3D Computing

For me, a computer program is only worth programming when it produces some kind of graphical output and it is even more fascinating when this is in three dimensions. So, in 1984, on my first computer, a Color Genie, I coded rotatable 3D wireframe models when everybody else had serious problems to write something 2D on a C64. My machine had just 16 k memory, four differnet colors, and worked with Basic, but had a perfect manual and a complete set of graphics functions, i.e. for points, lines, circles and rectangles. That was a wonderful time, a huge, unexplored land full of aesthetic and secret things lay in front of me ready to be uncovered. I wrote games, Mandelbrot's Apple Man, physics simulations, displayed various mathematical graphs, and I even used the computer for my mathematics tests during my engineering study. That was not explicitly prohibited, because it was so new.
Then I bought my first used PC, with more graphics power and Turbo Pascal to write programs. Later, as an aerospace engineer I loved to make the initial design of spacecraft with Catia, a very sophisticated 3D CAD program.


VRML


The Crac des Chevaliers, a castle in Syria. Built with IronCAD.
If you happen to have a VRML browser like the Octaga Player, click on the picture to take a view in 3D. Maybe your internet browser will display a warning, ignore that. With the right mousebutton you can select different movement options and a new viewpoint. The Enter viewpoint is the starting point for a walk through.

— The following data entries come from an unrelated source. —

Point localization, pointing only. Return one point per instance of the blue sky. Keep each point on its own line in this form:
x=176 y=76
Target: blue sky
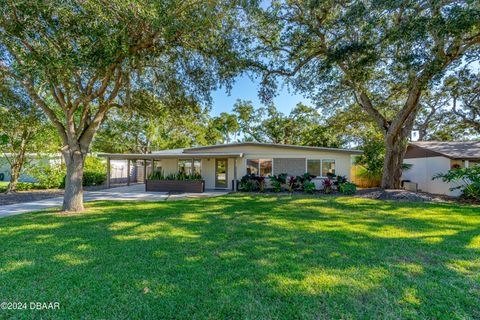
x=246 y=89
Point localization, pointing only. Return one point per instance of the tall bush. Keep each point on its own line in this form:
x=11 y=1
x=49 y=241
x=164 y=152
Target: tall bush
x=467 y=180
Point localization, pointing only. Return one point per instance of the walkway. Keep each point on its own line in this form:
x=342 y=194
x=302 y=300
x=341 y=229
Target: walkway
x=134 y=192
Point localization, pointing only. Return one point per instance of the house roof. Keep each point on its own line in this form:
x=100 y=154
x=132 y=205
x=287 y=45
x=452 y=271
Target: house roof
x=215 y=151
x=452 y=149
x=166 y=155
x=276 y=145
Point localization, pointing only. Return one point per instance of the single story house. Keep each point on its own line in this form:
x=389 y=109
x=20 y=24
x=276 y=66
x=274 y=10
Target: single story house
x=221 y=165
x=429 y=158
x=31 y=159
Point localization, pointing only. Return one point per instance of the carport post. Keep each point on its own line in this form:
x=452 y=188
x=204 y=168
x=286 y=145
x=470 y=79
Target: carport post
x=128 y=172
x=108 y=172
x=145 y=171
x=235 y=174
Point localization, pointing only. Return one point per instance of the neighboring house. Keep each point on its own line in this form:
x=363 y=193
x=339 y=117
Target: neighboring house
x=221 y=165
x=31 y=160
x=429 y=158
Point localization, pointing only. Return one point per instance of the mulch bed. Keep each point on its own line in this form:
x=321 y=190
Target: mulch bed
x=403 y=195
x=28 y=196
x=380 y=194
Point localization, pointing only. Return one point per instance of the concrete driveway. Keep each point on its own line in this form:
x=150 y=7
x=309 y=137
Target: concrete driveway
x=126 y=193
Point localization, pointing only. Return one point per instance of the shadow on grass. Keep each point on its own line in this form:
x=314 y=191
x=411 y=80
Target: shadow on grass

Hachum, my first 3D village. I was baptised at this church.

In 1995, the Virtual Reality Modeling Language ( VRML) appeared, a 3D language for the internet, which allows to display and manipulate any thinkable 3D content. It just has some 60 different commands, is perfectly designed, and the Cosmoplayer, a browser from SGI, rendered all that without any flaw. Now I was able to build a castle, an entire village, simulate space missions and huge amusement rides. I even built a walkable model of my new house at Süderwalsede.

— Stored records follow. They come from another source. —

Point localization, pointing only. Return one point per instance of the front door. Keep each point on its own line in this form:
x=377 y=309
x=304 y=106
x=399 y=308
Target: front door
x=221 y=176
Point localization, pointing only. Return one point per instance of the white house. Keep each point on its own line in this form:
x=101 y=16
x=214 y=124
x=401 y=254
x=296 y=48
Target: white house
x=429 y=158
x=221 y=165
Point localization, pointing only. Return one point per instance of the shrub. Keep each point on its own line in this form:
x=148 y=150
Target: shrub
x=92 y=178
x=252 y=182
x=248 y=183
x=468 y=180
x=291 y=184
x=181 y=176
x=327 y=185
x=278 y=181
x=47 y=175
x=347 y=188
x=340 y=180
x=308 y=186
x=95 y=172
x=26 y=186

The model of my house. At this, you can open and close the doors, walk though all rooms, switch levels on and off, and you can even uncover the underground piping. Great for deciding how to place the furniture.

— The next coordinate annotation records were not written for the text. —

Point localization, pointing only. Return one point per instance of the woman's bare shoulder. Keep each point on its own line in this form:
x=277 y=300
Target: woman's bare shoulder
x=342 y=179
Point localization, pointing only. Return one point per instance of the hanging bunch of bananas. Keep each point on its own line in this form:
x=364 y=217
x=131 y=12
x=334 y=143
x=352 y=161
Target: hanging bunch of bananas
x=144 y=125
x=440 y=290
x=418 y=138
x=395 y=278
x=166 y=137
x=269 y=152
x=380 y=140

And this is the original. A lovely, 200 year old design with oak beams.


3D Gamestudio

After disappearance of the Cosmoplayer I looked for a new tool for my planned 3D content and found 3D Gamestudio, an inexpensive Game Engine from Germany, which is complete, well designed, exceptionally clearly documented, and pure fun after understanding the concepts. It has any software gadget imaginable, pre-rendered lighting, multiplayer, shaders, particles, and physics. Meanwhile, I can show anything with this engine.


Spaceball, the first game I tried to sell. You sit in a ball shaped, weightless craft which has one big thruster for acceleration and smaller ones for change of attitude. You fly inside a room with two goals at the ends, a weightless ball and an opponent with a similar craft. It is like billard with spacecrafts.

Another game is of 3D Jetfighter combat. Not real-time, not first person view from the cockpit - more like a 3D chess game of smart manoeuvre and outguessing.


This is the last game I worked on. Real 3D manoeuvering of spacecraft in a weightless environment. There is gravity at the planets, you can even go into a stable orbit. Nearly nobody tried this before.